All at once he commenced to mutter, and I did not like the look of his mouth and teeth as he spoke. The words were at first indistinguishable, and then–with a tremendous start–I recognised something about them which filled me with icy fear till I recalled the breadth of my uncle’s education and the interminable translations he had made from anthropological and antiquarian articles in the Revue des Deux Mondes. For the venerable Elihu Whipple was muttering in French, and the few phrases I could distinguish seemed connected with the darkest myths he had ever adapted from the famous Paris magazine.

Suddenly a perspiration broke out on the sleeper’s forehead, and he leaped abruptly up, half awake. The jumble of French changed to a cry in English, and the hoarse voice shouted excitedly, “My breath, my breath!” Then the awakening became complete, and with a subsidence of facial expression to the normal state my uncle seized my hand and began to relate a dream whose nucleus of significance I could only surmise with a kind of awe.

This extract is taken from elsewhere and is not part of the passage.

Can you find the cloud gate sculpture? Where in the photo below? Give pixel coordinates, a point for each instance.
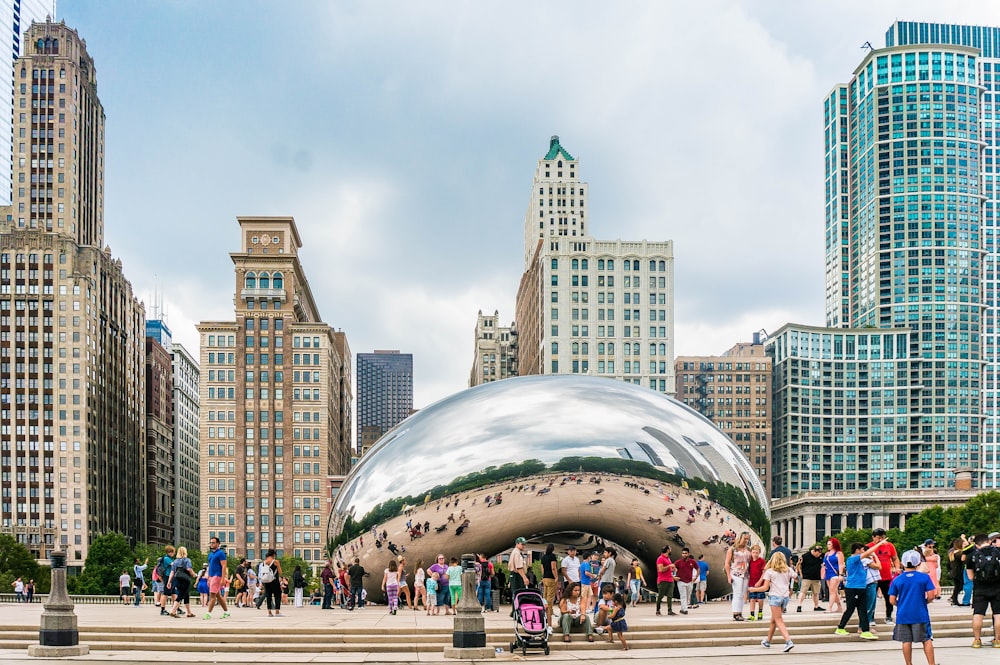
(562, 459)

He had, he said, floated off from a very ordinary series of dream-pictures into a scene whose strangeness was related to nothing he had ever read. It was of this world, and yet not of it–a shadowy geometrical confusion in which could be seen elements of familiar things in most unfamiliar and perturbing combinations. There was a suggestion of queerly disordered pictures superimposed one upon an other; an arrangement in which the essentials of time as well as of space seemed dissolved and mixed in the most illogical fashion. In this kaleidoscopic vortex of phantasmal images were occasional snap-shots, if one might use the term, of singular clearness but unaccountable heterogeneity.

Once my uncle thought he lay in a carelessly dug open pit, with a crowd of angry faces framed by straggling locks and three-cornered hats frowning down at him. Again he seemed to be in the interior of a house–an old house, apparently–but the details and inhabitants were constantly changing, and he could never be certain of the faces or the furniture, or even of the room itself, since doors and windows seemed in just as great a state of flux as the more presumably mobile objects. It was queer–damnably queer–and my uncle spoke almost sheepishly, as if half expecting not to be believed, when he declared that of the strange faces many had unmistakably borne the features of the Harris family. And all the while there was a personal sensation of choking, as if some pervasive presence had spread itself through his body and sought to possess itself of his vital processes. I shuddered at the thought of those vital processes, worn as they were by eighty-one years of continuous functioning, in conflict with unknown forces of which the youngest and strongest system might well be afraid; but in another moment reflected that dreams are only dreams, and that these uncomfortable visions could be, at most, no more than my uncle’s reaction to the investigations and expectations which had lately filled our minds to the exclusion of all else.

Conversation, also, soon tended to dispel my sense of strangeness; and in time I yielded to my yawns and took my turn at slumber. My uncle seemed now very wakeful, and welcomed his period of watching even though the nightmare had aroused him far ahead of his allotted two hours. Sleep seized me quickly, and I was at once haunted with dreams of the most disturbing kind. I felt, in my visions, a cosmic and abysmal loneness; with hostility surging from all sides upon some prison where I lay confined. I seemed bound and gagged, and taunted by the echoing yells of distant multitudes who thirsted for my blood. My uncle’s face came to me with less pleasant associations than in waking hours, and I recall many futile struggles and attempts to scream. It was not a pleasant sleep, and for a second I was not sorry for the echoing shriek which clove through the barriers of dream and flung me to a sharp and startled awakeness in which every actual object before my eyes stood out with more than natural clearness and reality.